Florida Prepares for The Worst
Hurricane Irma – Florida – Evacuations Underway
With Irma now sitting at a category 5 hurricane, Floridians are not taking any chances, stores have been sold out of water and nonperishable food since the weekend, gas stations are running low of, if not out of fuel currently, and news just broke that Wal-Mart is starting a statewide effort to restock water in it’s Florida stores before Irma is due to hit.
Who could blame Florida for being a little overly cautious?
Floridians do have good reason to fear here:
Hurricane Irma was born near the Cape Verde Islands, which makes her a potentially powerful and long lasting storm, which is also difficult to predict.
Storms that are formed near the Cape Verde Islands typically end up being quite powerful because a tropical wave forming can move westward over an unusually large area of open ocean, where they face no obstacles such as land masses to slow them down.
Thus they build power over the warm ocean water.
Some of the powerful Cape Verde storms that have caused the most damage in the U.S. were: Matthew 2016, Ivan 2004 and Gloria 1985.
And if you were wondering just exactly where Cape Verde is? Cape Verde is a set of islands with a population of about 500,000 off the northwest coast of Africa, near Senegal.
It’s difficult for forecasters to predict much more than 3 days out as to what a hurricane’s path will be, how big it will be and how much potential damage it will cause because, well, it’s weather and living here in Colorado, we know it can change at the drop of a dime due to many factors, so a hurricane is just as difficult to actually predict.
With a hurricane that was born near the Cape Verde Islands, all the variables that affect the path of such a fast-moving, rapidly changing storm are what make her so hard to pin down. Variables such as ocean temperatures, currents and storm activity elsewhere, make it very difficult for forecasters to figure out where that storm is going to hit 5 days ahead of time much less 3.
Again, things could change rapidly.
So while forecast models show it hitting Florida right now, no one knows yet just how powerful Irma will be by Saturday.
On another Debbie-Downer note, Florida simply is not a real good hurricane buffer for the United States.
Hurricanes draw strength from warm ocean waters and usually weaken over land, which of course denies them fuel.
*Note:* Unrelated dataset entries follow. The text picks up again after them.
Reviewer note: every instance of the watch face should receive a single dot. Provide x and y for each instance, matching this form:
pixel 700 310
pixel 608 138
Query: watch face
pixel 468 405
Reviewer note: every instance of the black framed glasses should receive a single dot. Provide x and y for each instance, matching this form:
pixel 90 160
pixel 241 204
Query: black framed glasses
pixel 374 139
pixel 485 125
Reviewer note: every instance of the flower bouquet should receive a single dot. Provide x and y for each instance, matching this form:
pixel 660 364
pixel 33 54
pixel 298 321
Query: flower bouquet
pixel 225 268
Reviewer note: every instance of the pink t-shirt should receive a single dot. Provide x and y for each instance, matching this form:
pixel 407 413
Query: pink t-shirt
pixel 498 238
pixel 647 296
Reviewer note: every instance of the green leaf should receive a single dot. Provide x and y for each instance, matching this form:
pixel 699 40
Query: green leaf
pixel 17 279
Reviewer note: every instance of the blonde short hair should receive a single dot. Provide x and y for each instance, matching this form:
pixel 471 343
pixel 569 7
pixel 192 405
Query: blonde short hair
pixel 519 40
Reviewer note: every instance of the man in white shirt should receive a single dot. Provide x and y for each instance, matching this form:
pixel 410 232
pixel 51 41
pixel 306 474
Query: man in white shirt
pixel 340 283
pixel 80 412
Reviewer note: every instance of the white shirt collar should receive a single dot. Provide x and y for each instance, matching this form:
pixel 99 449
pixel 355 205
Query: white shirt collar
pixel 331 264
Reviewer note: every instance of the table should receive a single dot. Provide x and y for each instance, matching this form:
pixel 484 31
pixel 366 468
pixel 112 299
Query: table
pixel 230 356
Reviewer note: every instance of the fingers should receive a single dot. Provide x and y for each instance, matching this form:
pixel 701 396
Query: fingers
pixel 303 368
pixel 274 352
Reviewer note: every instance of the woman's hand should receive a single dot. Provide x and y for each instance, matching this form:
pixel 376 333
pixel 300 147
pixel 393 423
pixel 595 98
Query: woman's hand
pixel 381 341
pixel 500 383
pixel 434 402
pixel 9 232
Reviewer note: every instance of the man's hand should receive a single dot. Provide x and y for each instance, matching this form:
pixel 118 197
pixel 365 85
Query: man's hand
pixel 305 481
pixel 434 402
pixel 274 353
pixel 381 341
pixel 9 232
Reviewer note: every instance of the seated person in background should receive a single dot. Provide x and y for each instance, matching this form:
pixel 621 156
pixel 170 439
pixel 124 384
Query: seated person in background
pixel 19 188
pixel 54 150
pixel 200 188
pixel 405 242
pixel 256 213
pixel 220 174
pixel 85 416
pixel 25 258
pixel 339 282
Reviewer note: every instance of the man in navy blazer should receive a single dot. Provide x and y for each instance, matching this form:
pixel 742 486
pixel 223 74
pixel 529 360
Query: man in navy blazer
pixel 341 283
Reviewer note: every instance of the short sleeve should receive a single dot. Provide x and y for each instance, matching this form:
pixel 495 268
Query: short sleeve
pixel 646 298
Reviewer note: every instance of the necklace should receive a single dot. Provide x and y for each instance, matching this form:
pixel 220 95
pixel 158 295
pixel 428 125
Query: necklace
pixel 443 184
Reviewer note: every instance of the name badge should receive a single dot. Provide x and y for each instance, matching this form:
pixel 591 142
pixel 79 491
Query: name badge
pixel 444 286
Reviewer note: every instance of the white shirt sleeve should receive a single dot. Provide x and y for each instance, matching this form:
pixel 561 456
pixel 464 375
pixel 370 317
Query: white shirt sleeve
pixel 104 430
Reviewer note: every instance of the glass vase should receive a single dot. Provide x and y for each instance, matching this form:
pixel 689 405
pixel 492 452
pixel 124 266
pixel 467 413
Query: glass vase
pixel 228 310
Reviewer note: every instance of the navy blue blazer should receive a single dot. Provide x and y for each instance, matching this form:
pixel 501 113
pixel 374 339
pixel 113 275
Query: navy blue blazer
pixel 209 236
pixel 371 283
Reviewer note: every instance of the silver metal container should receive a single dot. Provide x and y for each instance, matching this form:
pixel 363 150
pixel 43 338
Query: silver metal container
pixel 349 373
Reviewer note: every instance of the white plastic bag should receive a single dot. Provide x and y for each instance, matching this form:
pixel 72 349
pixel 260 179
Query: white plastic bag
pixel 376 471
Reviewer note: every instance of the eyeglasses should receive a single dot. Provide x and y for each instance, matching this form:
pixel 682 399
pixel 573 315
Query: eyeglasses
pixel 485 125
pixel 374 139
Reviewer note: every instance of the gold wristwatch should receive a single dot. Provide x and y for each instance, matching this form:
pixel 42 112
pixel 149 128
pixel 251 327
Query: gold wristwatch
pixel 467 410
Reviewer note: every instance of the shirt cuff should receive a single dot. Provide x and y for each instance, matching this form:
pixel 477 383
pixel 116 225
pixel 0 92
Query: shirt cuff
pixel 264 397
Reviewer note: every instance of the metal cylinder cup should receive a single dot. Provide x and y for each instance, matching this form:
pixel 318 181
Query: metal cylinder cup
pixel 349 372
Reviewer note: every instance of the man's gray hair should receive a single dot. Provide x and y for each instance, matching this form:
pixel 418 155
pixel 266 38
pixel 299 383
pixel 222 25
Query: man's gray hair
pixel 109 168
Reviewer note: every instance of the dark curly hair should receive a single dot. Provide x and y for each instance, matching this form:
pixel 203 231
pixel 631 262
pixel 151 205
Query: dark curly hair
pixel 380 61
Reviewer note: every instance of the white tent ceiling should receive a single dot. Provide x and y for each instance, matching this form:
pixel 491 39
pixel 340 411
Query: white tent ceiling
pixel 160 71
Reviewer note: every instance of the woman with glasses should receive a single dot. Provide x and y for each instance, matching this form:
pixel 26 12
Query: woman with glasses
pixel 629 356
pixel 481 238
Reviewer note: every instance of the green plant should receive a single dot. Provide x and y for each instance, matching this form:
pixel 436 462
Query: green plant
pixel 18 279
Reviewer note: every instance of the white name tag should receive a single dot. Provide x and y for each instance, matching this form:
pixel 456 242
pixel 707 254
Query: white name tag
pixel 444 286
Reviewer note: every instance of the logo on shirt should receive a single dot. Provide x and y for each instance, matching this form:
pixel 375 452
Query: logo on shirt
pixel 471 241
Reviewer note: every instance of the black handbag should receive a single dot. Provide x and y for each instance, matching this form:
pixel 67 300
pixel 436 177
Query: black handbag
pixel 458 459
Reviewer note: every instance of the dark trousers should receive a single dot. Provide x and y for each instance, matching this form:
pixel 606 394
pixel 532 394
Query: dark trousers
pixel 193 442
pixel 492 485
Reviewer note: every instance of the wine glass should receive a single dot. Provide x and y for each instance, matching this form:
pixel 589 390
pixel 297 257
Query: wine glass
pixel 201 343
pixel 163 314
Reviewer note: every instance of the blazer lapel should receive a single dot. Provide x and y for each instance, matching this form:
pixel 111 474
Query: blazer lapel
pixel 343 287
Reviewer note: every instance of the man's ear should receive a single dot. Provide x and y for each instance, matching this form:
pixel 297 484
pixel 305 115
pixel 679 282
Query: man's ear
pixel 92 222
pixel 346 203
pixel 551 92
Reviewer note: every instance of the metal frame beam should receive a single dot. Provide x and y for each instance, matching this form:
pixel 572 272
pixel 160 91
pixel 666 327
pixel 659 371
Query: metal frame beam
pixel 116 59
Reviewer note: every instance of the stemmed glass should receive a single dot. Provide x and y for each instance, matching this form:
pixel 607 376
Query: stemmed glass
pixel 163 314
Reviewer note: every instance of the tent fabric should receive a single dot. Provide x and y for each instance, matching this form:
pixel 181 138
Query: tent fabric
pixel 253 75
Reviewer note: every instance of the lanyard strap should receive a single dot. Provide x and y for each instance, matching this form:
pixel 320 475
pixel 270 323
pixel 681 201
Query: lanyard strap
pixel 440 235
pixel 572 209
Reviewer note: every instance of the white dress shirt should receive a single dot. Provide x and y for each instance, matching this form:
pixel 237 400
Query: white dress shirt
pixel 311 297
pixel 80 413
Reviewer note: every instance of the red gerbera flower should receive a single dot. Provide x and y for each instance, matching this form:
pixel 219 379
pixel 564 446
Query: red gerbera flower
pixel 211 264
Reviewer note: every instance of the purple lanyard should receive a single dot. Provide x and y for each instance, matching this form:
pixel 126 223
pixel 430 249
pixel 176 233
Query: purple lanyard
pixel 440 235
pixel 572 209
However, Florida happens to have a pretty thin peninsula which unfortunately allow for storms to recharge over water again, yes again and pretty darn quickly.
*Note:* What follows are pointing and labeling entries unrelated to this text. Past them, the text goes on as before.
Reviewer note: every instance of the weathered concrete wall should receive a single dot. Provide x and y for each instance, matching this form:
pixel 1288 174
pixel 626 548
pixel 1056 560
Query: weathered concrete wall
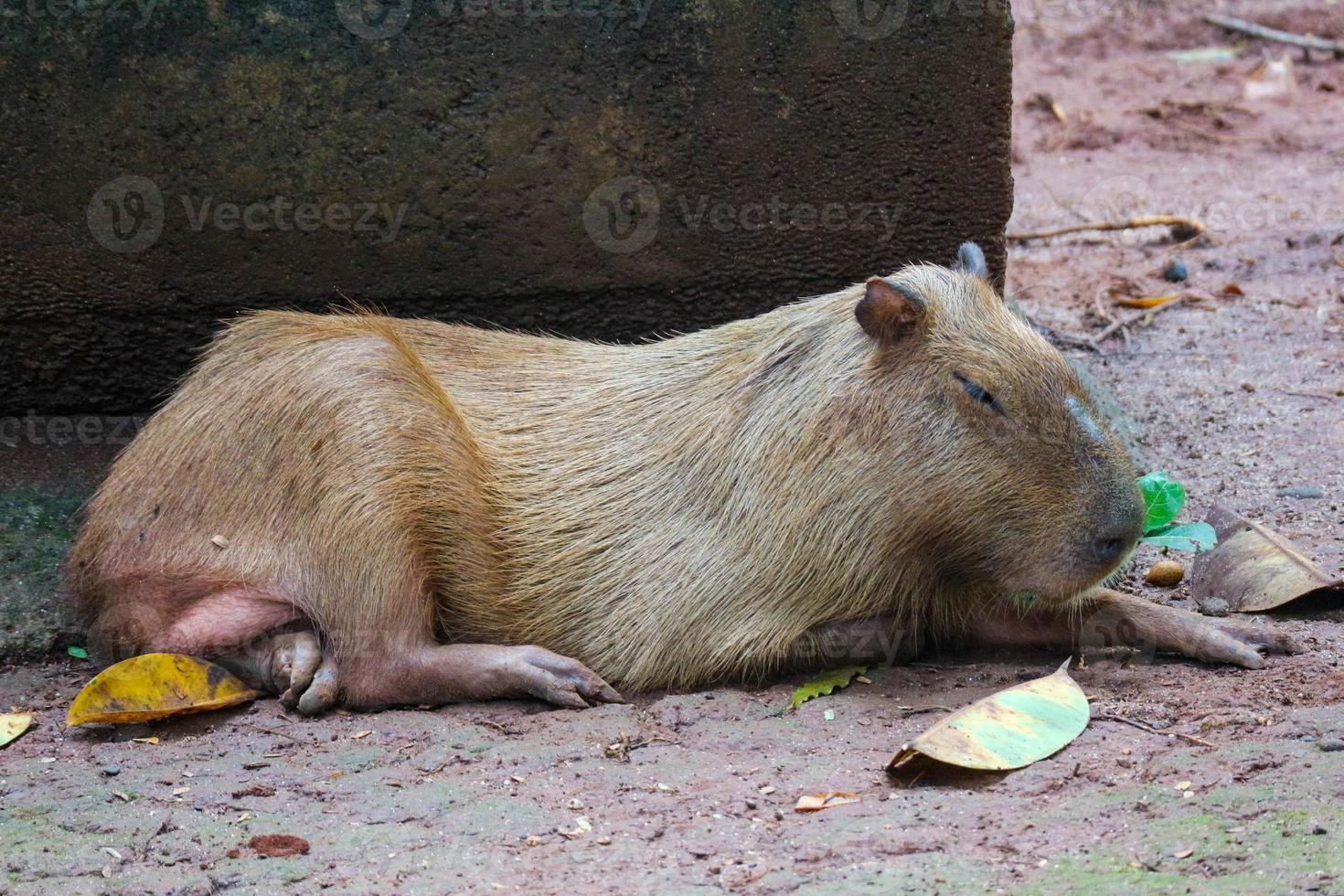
pixel 601 168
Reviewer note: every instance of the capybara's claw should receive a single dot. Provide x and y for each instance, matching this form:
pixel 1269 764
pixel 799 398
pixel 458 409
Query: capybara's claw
pixel 293 660
pixel 323 692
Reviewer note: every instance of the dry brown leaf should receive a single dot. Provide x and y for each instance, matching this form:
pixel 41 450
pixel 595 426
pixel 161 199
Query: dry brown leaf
pixel 1253 567
pixel 831 798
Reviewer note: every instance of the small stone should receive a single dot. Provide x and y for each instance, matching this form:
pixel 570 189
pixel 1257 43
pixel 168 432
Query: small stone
pixel 1301 492
pixel 1214 607
pixel 1164 574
Katrina, which was devastating to Louisiana in 2005, crossed Florida first.
Andrew also went on to hit Louisiana.
Hurricane Donna made an abrupt right turn over Florida in 1960 before heading north to blow hurricane-force winds into the mid-Atlantic and New England.
Hurricane Andrew which hit in 1992 was the last Category 5 storm to hit Florida.
The storm went on to killed 61 people while damaging or destroying more than 125,000 homes, according to the National Oceanic and Atmospheric Administration.
According to Weather Underground, there have been 35 Category 5 storms in the Atlantic since 1924, and only three hit the U.S. while at Category 5 strength.
Currently, hurricane Irma is packing winds sustained at 185 mph, which makes her hit that category 5 mark because any storms sustaining winds of above 156 mph are considered Category 5 on the Saffir-Simpson scale.
Hurricane Irma also happens to be 120 miles wide and is expected to grow in strength and size, while the Florida peninsula sits at 160, yes 160 miles wide and is not expected to get any wider, anytime soon.
In Miami-Dade, they only have 2 roads out, yes I said that right, 2. I-95 and the Florida Turnpike. Evacuations began today, and everyone is going in the same direction.
Florida’s highway system is interesting as well, because most of them are toll roads, you don’t have any back roads you can take to get anywhere.
They basically built the highway system to make money and cut off all of the side road business with that in mind. You can’t just drive around the highway to get anywhere.
One of the most dangerous things out of a hurricane this strong happens to be the wind because the flooding starts much later than the winds do. The winds from a storm this strong can uproot trees, cars, roofing, fences and the like which is what will cause the initial damage and destruction.
Then the flooding.
So yes, Floridians have every reason to fret, worry and start evacuations.
My dad lives in Florida and I worry, I have to keep reminding and telling myself that Irma could very well change her mind here and not make landfall as a category 5.
In a state like Florida, what do you do when the hurricane is as big as your entire state?